4.3 Following up on Bernoulli

Suppose \(X\) is binomially distributed:

\[X\sim Bin(n,\theta) \\ f(x|\theta) = {n\choose x} \theta^x (1-\theta)^{n-x}\]

From the warmup, given that \(E(X)=p\), we know that

\[\begin{aligned} I(\theta) & = -E_{\theta} \left[ \frac{d^2 log f(x|\theta)}{d\theta^2}\right] \\ & = \frac{1}{\theta (1-\theta)} \end{aligned}\]

Then \(\pi_J(\theta) = I(\theta)^{\frac{1}{2}} \propto \theta^{\frac{1}{2}}(1-\theta)^{\frac{1}{2}}\), so the Jeffreys prior has the distribution of a \(Beta\left(\frac{1}{2},\frac{1}{2}\right)\) density. Below, we can see the distributions of a \(Beta\left(\frac{1}{2},\frac{1}{2}\right)\) and a \(Beta(1, 1)\), or flat prior.

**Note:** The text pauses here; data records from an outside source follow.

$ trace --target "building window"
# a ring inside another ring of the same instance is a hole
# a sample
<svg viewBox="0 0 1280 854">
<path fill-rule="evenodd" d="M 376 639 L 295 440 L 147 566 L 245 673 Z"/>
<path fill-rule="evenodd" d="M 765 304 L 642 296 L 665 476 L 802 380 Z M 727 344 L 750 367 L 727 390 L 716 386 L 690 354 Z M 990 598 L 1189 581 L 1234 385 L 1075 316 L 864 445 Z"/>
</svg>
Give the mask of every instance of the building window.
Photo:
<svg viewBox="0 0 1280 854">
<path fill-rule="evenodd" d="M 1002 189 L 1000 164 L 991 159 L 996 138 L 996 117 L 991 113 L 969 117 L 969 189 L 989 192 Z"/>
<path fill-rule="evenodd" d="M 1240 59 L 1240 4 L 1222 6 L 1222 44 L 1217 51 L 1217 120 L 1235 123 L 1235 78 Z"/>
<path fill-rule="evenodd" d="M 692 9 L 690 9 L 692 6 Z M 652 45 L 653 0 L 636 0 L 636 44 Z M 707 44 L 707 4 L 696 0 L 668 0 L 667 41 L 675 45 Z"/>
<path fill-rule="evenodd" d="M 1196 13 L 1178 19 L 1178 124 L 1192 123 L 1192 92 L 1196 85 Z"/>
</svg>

Here, we see that the Jeffreys prior compensates for the likelihood by weighting the extremes. Under the likelihood, data around \(p=0.5\) has the least effect on the posterior, while data that shows a true \(p=0\) or \(p=1\) will have the greatest effect on the posterior. The Jeffreys prior is noninformative because it weights the opposite of the likelihood function while a flat prior would not. In this case, the Jeffreys prior happens to be a conjugate prior, though this is not always true.